Scikit-learn Workflow Documents

Scikit-learn has an excellent developers guide. This chapter describes the workflow process.

Scikit-learn has high standards for its documentation. Since it is a library primarily for non-data scientists to use machine learning, the documentation must both explain what each algorithm does, while also providing the mathematical details for experts.
It is possible to get started even with limited knowledge in the subject.
Good documentation is very important to orient new contributors, especially for large OSS projects.
API design is very important - Scikit-learn’s uniform estimator API makes it much easier to use and learn. This would be harder for applications like TEAMMATES though.

Improving documentation would make it easier for new developers to learn the codebase. In particular, some things Scikit-learn has done that would be useful are:
- Browsable HTML documentation generated from the code
- A utilities for developers page lists frequently used functions. For example, input validation, benchmarking and testing functions.
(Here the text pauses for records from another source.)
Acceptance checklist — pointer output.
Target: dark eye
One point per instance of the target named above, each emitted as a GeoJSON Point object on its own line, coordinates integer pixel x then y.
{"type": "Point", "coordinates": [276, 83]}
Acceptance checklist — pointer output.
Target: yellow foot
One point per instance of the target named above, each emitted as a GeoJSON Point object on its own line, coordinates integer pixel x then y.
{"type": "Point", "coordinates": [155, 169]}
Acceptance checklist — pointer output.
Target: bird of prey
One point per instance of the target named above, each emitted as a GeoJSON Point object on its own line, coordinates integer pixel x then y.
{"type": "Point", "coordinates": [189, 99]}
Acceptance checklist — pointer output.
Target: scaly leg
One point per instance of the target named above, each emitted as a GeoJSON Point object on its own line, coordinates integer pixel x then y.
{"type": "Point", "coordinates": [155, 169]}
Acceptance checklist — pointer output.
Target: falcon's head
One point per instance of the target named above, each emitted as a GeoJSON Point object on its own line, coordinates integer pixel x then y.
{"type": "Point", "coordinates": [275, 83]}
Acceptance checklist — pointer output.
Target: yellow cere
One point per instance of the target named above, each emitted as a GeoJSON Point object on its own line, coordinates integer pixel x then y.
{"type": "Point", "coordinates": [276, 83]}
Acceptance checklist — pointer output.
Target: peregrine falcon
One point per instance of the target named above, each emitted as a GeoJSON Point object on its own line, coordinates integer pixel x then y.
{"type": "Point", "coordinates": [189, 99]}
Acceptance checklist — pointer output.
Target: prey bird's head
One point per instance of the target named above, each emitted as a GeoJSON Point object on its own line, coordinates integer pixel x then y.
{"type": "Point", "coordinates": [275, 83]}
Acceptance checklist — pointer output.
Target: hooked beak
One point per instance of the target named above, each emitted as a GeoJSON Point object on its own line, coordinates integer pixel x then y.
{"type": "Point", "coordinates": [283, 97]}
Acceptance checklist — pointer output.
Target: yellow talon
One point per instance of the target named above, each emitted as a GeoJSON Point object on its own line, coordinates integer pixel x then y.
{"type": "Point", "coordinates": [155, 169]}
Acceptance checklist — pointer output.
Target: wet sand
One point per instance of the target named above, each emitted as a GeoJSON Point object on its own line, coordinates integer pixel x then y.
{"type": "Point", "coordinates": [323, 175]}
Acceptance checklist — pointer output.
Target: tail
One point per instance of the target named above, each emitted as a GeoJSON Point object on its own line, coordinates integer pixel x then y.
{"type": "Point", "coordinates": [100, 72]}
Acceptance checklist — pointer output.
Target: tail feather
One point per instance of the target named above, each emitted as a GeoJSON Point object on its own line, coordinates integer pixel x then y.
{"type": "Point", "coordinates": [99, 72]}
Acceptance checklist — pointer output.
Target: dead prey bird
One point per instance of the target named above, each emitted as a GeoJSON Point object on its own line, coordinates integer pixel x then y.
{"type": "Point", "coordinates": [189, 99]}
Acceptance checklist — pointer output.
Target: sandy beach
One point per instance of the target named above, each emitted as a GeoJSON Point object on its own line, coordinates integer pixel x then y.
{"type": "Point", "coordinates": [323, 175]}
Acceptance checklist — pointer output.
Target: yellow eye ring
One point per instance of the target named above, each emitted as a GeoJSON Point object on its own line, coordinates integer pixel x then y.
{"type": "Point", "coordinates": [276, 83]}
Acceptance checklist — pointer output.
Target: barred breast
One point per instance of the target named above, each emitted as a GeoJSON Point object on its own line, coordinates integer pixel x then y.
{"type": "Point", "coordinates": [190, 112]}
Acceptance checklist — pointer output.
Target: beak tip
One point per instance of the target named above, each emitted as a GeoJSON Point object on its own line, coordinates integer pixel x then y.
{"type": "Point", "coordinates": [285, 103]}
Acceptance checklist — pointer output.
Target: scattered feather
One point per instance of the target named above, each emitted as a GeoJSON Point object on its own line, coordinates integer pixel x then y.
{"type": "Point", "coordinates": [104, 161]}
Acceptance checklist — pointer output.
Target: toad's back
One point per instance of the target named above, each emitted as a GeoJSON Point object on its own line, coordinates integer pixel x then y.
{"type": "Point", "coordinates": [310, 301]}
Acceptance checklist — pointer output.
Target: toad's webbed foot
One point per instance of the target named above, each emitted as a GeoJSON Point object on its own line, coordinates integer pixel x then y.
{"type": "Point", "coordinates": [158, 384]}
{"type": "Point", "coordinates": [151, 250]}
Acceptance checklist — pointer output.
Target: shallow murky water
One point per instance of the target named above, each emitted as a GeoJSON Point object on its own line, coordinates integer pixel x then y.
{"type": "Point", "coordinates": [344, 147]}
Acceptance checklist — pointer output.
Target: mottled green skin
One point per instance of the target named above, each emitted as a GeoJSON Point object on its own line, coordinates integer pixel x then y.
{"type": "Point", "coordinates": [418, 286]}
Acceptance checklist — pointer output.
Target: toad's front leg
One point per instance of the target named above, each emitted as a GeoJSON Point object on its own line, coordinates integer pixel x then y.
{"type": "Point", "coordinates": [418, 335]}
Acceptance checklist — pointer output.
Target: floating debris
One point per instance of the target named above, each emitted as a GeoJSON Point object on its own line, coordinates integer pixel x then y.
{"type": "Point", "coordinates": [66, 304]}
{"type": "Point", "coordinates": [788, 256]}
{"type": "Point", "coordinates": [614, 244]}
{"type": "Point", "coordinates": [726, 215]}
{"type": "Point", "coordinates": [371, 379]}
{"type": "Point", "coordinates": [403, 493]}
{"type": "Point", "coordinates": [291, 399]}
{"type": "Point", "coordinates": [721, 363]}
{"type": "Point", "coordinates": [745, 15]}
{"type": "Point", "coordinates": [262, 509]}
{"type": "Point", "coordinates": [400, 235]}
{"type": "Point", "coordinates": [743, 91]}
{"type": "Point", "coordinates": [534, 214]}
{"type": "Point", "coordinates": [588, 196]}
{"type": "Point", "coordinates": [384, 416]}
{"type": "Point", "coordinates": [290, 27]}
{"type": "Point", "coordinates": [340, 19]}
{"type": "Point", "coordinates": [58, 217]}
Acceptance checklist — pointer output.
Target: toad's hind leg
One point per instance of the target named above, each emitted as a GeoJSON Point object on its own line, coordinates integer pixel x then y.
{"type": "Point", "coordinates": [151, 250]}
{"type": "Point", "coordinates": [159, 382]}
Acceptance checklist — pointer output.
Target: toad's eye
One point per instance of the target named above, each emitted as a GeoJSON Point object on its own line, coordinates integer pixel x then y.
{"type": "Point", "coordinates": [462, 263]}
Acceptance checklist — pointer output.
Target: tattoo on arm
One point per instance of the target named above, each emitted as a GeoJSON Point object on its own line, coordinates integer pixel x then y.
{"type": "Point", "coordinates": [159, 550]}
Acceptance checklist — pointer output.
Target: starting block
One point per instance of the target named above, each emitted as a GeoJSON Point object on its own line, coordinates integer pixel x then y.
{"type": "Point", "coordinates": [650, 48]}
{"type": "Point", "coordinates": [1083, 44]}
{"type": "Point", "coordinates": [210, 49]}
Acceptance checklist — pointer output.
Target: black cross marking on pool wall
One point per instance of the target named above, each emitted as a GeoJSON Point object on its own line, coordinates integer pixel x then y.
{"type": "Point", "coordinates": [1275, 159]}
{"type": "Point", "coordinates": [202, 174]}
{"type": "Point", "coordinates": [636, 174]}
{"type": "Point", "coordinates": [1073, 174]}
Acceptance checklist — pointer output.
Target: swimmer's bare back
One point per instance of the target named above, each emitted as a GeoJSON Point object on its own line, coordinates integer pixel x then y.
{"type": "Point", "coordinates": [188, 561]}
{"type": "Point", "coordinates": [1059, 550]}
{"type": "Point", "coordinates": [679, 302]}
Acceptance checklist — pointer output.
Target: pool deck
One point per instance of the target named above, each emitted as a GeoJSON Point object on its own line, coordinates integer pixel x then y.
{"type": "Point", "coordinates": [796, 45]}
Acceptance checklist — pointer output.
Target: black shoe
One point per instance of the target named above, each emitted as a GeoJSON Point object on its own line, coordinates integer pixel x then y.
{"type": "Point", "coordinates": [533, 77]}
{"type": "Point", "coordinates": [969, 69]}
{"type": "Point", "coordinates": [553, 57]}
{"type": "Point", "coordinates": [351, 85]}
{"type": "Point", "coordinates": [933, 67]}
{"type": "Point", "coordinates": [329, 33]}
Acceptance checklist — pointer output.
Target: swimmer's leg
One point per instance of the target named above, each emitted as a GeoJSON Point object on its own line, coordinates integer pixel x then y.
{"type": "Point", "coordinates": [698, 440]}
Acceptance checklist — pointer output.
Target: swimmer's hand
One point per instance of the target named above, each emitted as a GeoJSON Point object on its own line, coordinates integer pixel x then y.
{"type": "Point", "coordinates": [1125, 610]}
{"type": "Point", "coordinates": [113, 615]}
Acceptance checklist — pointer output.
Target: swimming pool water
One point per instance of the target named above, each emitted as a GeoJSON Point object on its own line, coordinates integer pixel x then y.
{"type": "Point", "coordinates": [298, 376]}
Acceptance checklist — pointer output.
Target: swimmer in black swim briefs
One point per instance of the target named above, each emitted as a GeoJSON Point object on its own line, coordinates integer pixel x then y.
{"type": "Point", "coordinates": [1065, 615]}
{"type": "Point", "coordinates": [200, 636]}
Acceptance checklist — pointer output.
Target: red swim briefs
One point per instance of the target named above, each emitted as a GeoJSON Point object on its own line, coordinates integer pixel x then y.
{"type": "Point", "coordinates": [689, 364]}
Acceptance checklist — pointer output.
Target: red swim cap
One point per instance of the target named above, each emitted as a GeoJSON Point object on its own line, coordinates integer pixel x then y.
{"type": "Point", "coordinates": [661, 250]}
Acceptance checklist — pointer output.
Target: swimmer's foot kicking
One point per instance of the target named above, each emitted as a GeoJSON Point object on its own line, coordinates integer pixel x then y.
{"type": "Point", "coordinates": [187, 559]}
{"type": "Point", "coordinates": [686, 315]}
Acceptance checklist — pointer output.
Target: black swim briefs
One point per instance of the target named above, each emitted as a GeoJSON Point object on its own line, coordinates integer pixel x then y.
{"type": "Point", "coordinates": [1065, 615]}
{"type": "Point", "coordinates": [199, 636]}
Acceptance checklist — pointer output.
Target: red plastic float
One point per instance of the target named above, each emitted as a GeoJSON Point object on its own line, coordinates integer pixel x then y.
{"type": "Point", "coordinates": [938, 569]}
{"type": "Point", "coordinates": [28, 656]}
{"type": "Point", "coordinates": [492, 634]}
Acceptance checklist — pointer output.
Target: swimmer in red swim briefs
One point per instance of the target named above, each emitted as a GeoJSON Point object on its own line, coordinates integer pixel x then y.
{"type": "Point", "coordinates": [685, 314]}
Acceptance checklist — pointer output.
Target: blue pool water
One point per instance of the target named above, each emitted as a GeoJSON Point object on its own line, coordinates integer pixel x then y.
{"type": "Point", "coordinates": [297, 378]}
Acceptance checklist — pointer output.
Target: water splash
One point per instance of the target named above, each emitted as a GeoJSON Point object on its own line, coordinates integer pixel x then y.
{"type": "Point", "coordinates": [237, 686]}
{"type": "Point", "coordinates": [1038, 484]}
Right now, finding this out would require working with the code base for a while to gain familiarity.
- Documenting other aspects such as how to conduct performance profiling and making releases
Scikit-learn has a deprecation process to move users to newer APIs. For example, I noticed that after working on this PR, the old methods were still used in favour of the new methods introduced. A “Utilities for developers” page would also help here as well.
Using PR titles for WIP / ready for review: since labels can only be used by commiters with write access, using titles instead would make it easier to find PRs that need to be reviewed.

Though the linters Scikit-learn uses are documented (e.g flake8, nose, pep8), it would be convenient if they could be automatically installed (e.g by using a requirements.txt file for pip), and ran all at once with a single command, like in TEAMMATES. This makes it easier to push passing code.
Enforcing a format for issue titles makes it easier to associate PRs with issues. A bot could also be set up for this.